Tapi... mari lihat dari sisi yang berbeda. Saya selalu melakukan itu. Lupakan teror paranoid barusan, itu terlalu gelap. Lawan rasa takut yang menyerang. Terlebih, ini hanya ilusi jamur, bukan apa-apa – atau anggap saja seperti itu. Genggam dia, tekan dengan geraham jika coba-coba muncul. Kuasai keadaannya. Ingat, ini bisa juga jadi menyenangkan. Lagipula semua baru akan terjadi kira-kira paling cepat satu jam lagi, jadi untuk apa khawatir. Tarik nafas, bakar rokok dan bicaralah secara normal. Ubah persepsinya. Gunakan kepekaannya demi keindahan. Yakinkan itu di kepala dan semua akan terkendali.

***

Ketika Hydrant selesai main saya sudah berada lagi di dalam di dekat Topper yang sudah mandi keringat dan sedang berdiri di atas bass drum-nya, menghajar simbal untuk menutup Bali Bandidos. Kurang lebih dua jam sudah mereka bermain. Saya segera melirik Budy, kru mereka yang juga bertugas sebagai juru foto band, memberinya kode untuk beberes alat sementara saya memanggil dan menyiapkan kesediaan mobil boks di luar.

Segera setelah semuanya aman kami kembali bercampur ke kerumunan di meja, yang sekarang sudah sangat ramai dengan melubernya orang-orang – mungkin seluruh jemaat malam ini, menghampiri, berbincang, minta foto, minta tanda tangan, minta bir, minta nomor telepon dan minta apapun yang bisa dilakukan seseorang jika mengagumi. Malam itu, Leonardo, dan khususnya The Hydrant dikerubuti hal-hal seperti itu. Dan mereka kelihatan sedang menikmatinya, tentu saja, apa yang lebih menyenangkan daripada mengetahui kalau orang-orang telah dibuat berbahagia akibat penampilan kalian. Misi pertunjukan sudah dilaksanakan dengan sangat baik, kini saatnya bersenang-senang, teman-teman. 

Semakin malam semakin girang, suplai alkohol tiba-tiba bertambah; ditraktir bos bar, pria dengan kemeja hitam dan rambut mirip Deddy Stanzah di akhir hidupnya. Menara-menara bir kembali dikeluarkan bersama dua botol Jackie untuk mengisi kekosongan udara. Pandangan menyebar. Beberapa orang mengundang ke mejanya, saya ingat melakukan satu seruput Southern Comfort. Lalu bebas menguras campur-campur hingga terdampar di sudut meja bersama Dethu, Leo dan tiga orang dari sejenis kerabat penting, mungkin perusahaan rekaman, atau booking agent. Saya hanya duduk di sana dan menguping (tidak berminat mengutip perbincangan mereka di sini).
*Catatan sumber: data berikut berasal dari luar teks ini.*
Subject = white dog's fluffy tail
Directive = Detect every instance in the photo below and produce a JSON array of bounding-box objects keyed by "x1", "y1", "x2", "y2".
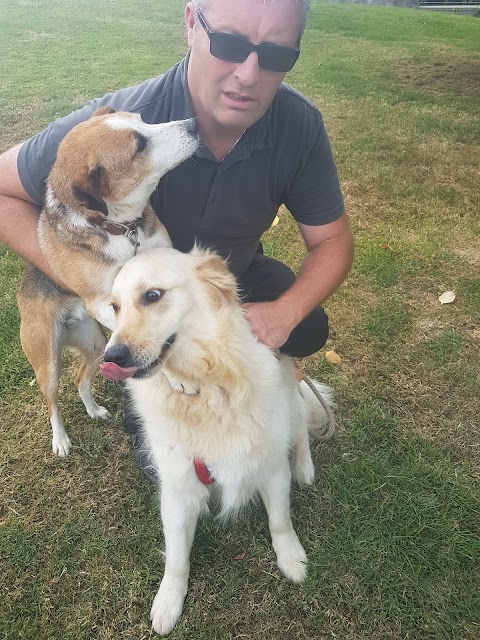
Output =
[{"x1": 300, "y1": 379, "x2": 336, "y2": 442}]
Sementara Adi sedang memberi wawancara singkat dengan seorang jurnalis, Topper tampak menikmati minumannya bersama orang-orang yang saya tidak kenal. Vincent tidak kelihatan, pun Marshello. Dari para anggota Impeccable Six, hanya Mas Dharmo dan Ucok Pardede yang berkeliaran, yang lainnya luput pandang. Sejujurnya, gelisahnya telah datang saat itu. Jemari meringan dan tubuh presto. Racunnya mulai menjalar, tapi saya terus menerus berusaha menekannya, tidak ingin terkurung habis-habisan di tempat sempit  dan panas ini.         
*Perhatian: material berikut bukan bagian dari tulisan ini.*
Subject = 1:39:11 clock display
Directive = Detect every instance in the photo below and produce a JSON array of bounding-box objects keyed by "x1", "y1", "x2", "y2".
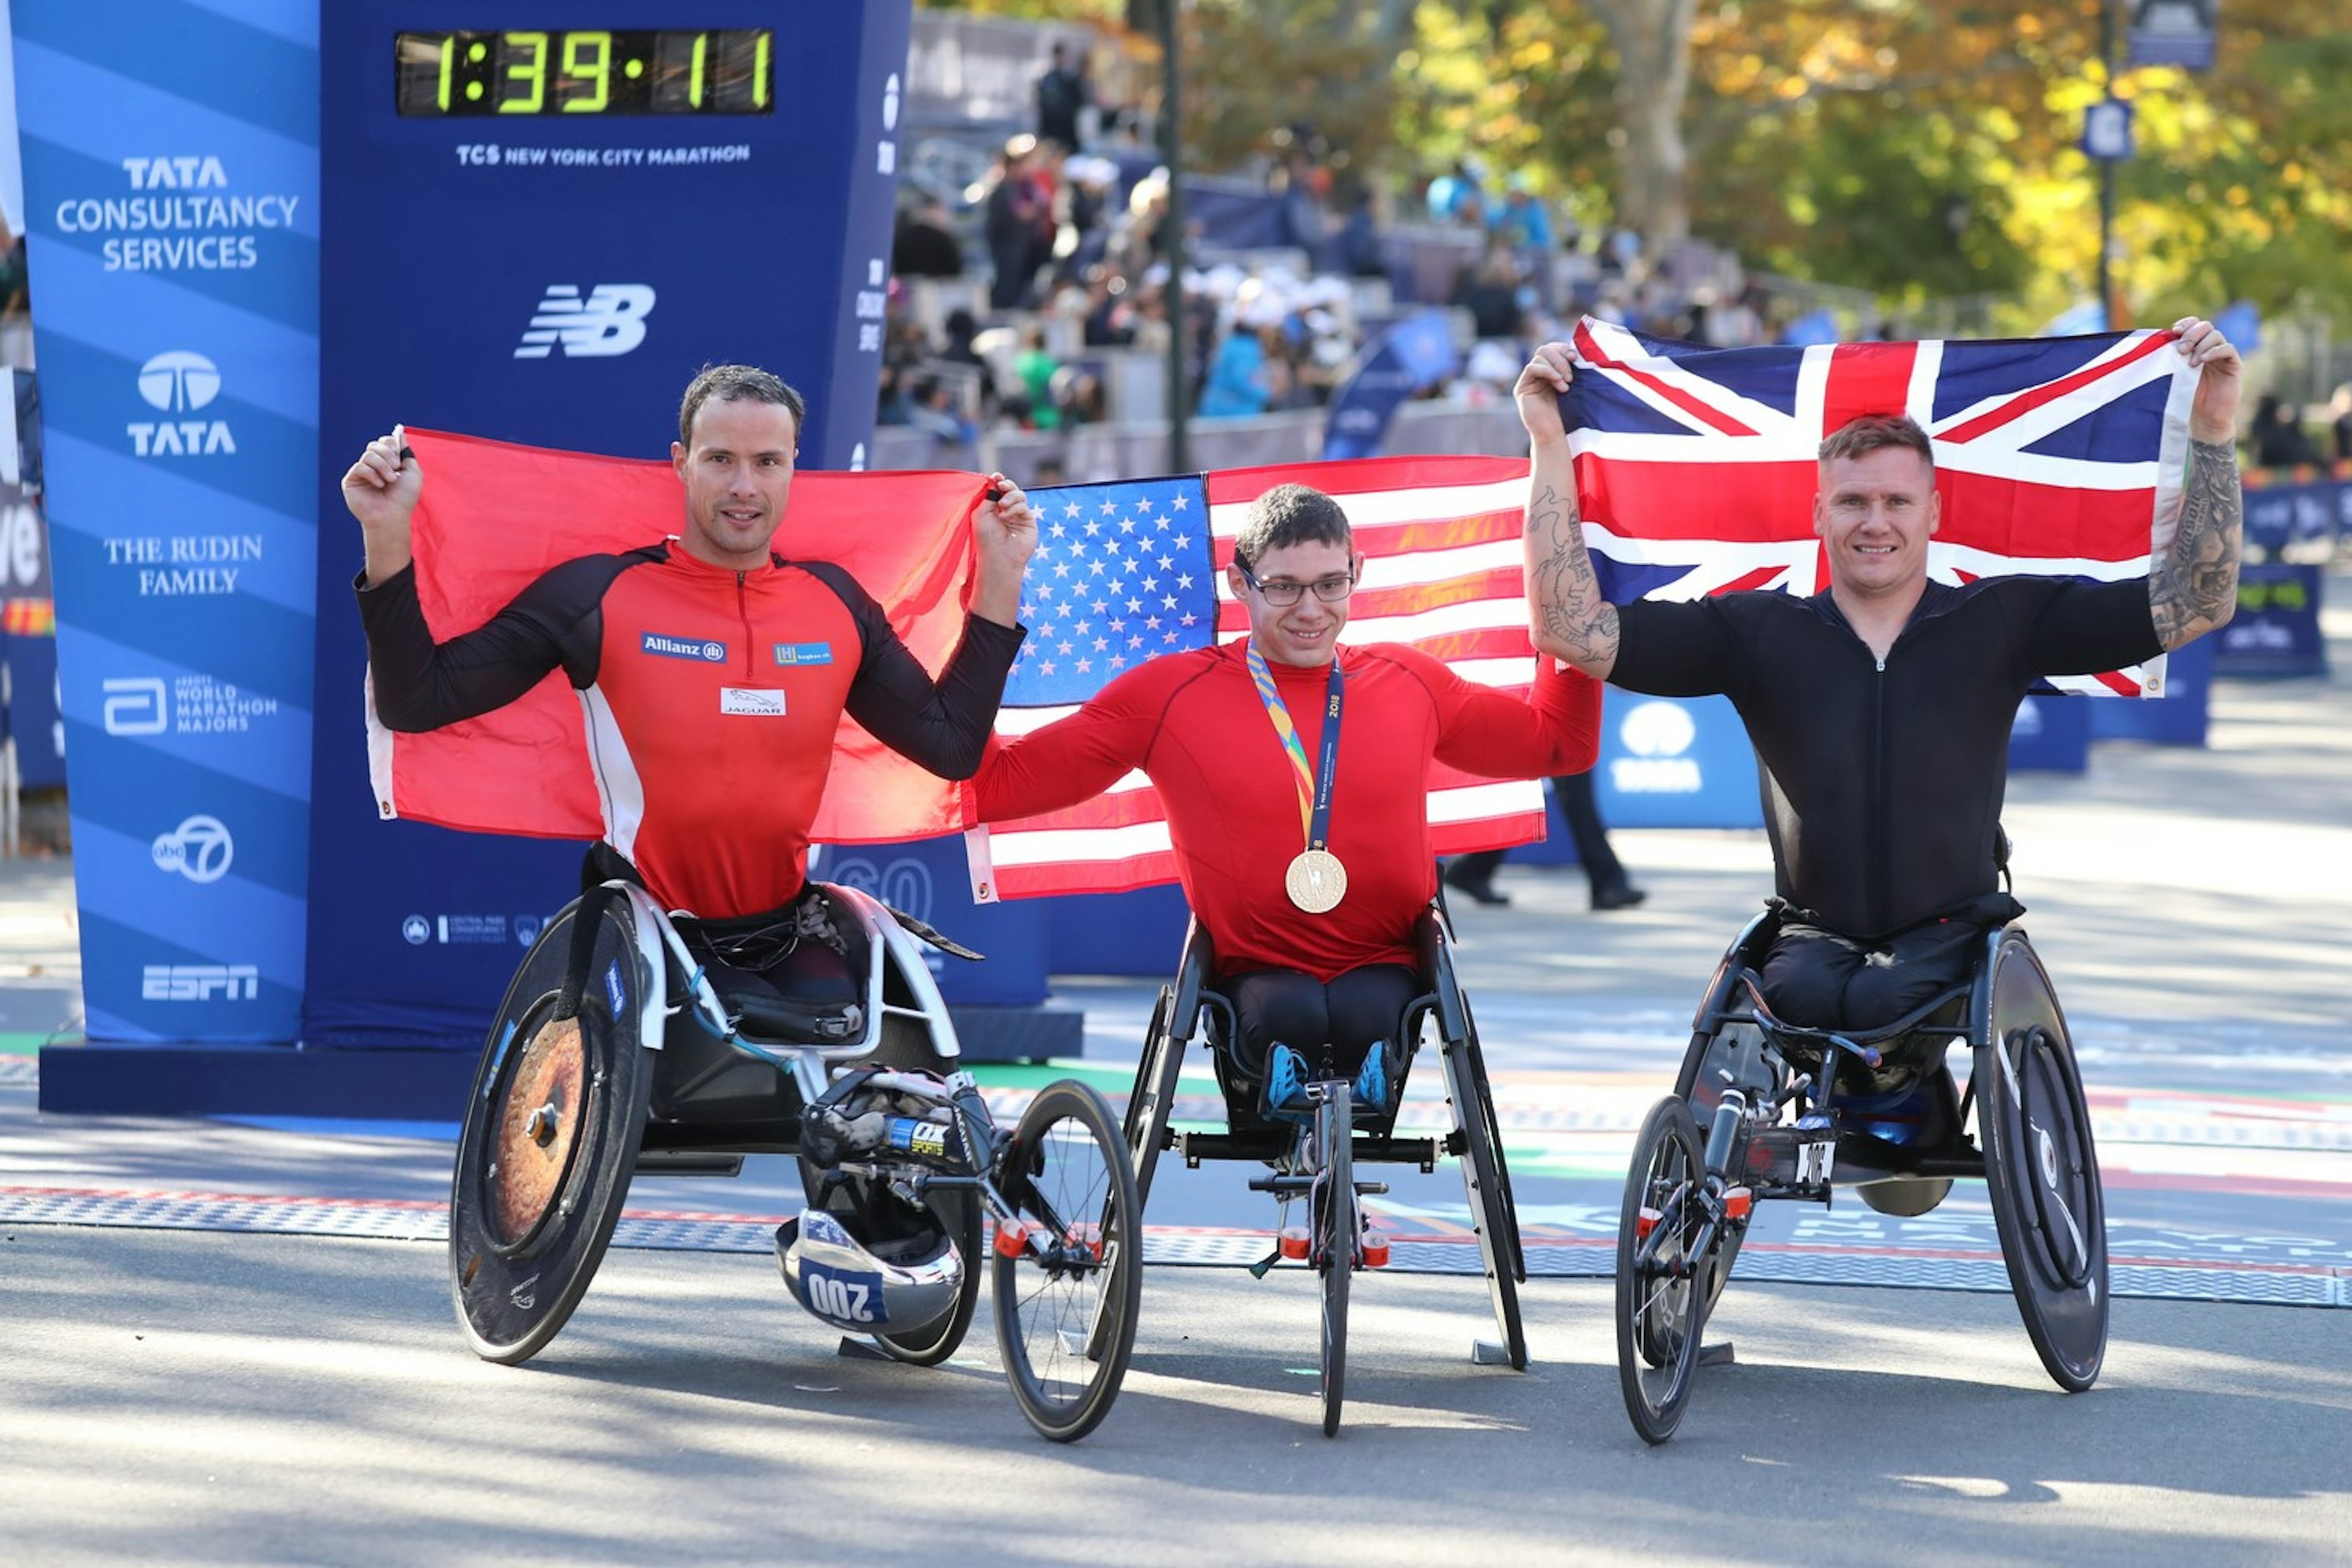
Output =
[{"x1": 395, "y1": 30, "x2": 774, "y2": 116}]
Adegan yang kemudian terjadi adalah satu kelegaan tiba ketika Budi mengirim pesan bahwa semua alat telah selamat sentosa lengkap tiba di penginapan. Lalu Jala menghampiri, mengatakan dengan antusias kalau dia baru saja menghabisi seekor Pocong di kamar mandi. Gila, halusinasi macam apa itu?
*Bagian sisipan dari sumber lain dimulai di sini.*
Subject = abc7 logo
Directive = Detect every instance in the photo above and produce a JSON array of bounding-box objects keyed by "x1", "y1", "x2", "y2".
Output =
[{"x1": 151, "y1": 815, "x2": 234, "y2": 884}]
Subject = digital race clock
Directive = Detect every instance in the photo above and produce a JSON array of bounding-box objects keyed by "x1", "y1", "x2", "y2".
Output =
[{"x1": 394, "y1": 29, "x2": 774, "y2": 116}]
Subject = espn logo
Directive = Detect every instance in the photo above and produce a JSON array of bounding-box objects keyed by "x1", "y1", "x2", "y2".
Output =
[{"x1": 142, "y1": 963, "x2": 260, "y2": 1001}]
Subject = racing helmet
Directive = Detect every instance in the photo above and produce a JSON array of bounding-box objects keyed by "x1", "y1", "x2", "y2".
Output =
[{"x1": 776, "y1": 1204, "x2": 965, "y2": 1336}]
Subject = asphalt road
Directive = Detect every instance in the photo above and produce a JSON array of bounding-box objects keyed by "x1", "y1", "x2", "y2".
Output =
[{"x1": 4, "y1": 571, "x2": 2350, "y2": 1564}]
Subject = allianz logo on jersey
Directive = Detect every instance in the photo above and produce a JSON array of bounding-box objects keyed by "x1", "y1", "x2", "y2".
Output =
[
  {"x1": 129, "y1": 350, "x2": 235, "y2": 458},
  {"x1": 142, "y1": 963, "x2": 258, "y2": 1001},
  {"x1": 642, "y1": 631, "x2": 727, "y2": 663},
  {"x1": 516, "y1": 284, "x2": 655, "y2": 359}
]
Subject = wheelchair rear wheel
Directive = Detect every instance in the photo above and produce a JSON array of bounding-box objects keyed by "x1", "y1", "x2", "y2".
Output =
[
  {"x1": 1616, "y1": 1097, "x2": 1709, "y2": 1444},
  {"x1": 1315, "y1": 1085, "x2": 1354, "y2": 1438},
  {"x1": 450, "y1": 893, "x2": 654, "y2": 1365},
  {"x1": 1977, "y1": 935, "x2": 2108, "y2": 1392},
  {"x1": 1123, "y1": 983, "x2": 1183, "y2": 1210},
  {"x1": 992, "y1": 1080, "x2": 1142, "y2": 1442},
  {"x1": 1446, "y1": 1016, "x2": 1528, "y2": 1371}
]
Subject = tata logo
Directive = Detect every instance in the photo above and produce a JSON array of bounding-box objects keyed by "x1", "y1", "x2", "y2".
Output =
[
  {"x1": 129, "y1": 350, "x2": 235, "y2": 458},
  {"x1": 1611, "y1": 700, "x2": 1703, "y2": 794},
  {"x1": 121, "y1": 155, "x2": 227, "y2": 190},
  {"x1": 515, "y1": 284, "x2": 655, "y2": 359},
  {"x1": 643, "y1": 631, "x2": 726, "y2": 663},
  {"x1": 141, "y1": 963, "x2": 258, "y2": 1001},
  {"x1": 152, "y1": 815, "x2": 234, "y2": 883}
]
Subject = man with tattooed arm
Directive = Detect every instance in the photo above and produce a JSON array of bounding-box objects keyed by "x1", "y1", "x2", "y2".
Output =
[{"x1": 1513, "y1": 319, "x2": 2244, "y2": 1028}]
Mungkin ini berbahaya, kami berdua tahu, tapi saya sumringah, tentu saja. Dan memintanya untuk menemani saya balik lagi ke sana. Selebihnya... hilang. Bukan pingsan, tapi berpendar tidak karuan. Jarak pandang terasa dekat tapi kedengarannya jauh di ujung sana. Selanjutnya hanya sedikit yang bisa diingat sekarang. Salah satunya adalah sebuah permintaan bir dari Adi untuk pacarnya di meja sebelah. Lalu terdampar di sana, menyangkut di sini, bincang oceh dan sedetik kemudian pergi. Tapi saya yakin tidak melakukan suatu tindakan yang berlebihan – jelas menahan diri. Paling banter hanya terus bolak balik beranjak mengisi gelas bir demi mengisi udara. Mungkin juga hanya duduk di sana menikmati detak jantung sambil memperhatikan lalu lalang orang dan serabutan bicara mereka. Bagi saya, apapun risiko dari kondisi yang sudah dipilih, tetap kerjakan tanggung jawabnya; itu harga matinya.

Alkohol berhasil sedikit meredam pengaruh jamur laknat ini merajalela sehingga ketika keadaan berasa makin riuh – rasanya semua orang berteriak di telinga – saya masih bisa mengingat Dethu yang tiba-tiba meraih bahu saya dan bilang:

“I’m enough, bro. It’s too much. I need to go home and get sleep,” dia tertawa matanya meredup, “please, take care of the boys,” katanya lagi.

Saya mengerti. Pria ini sudah tidak muda lagi. “Mau dipanggilin taksi?” tawar saya.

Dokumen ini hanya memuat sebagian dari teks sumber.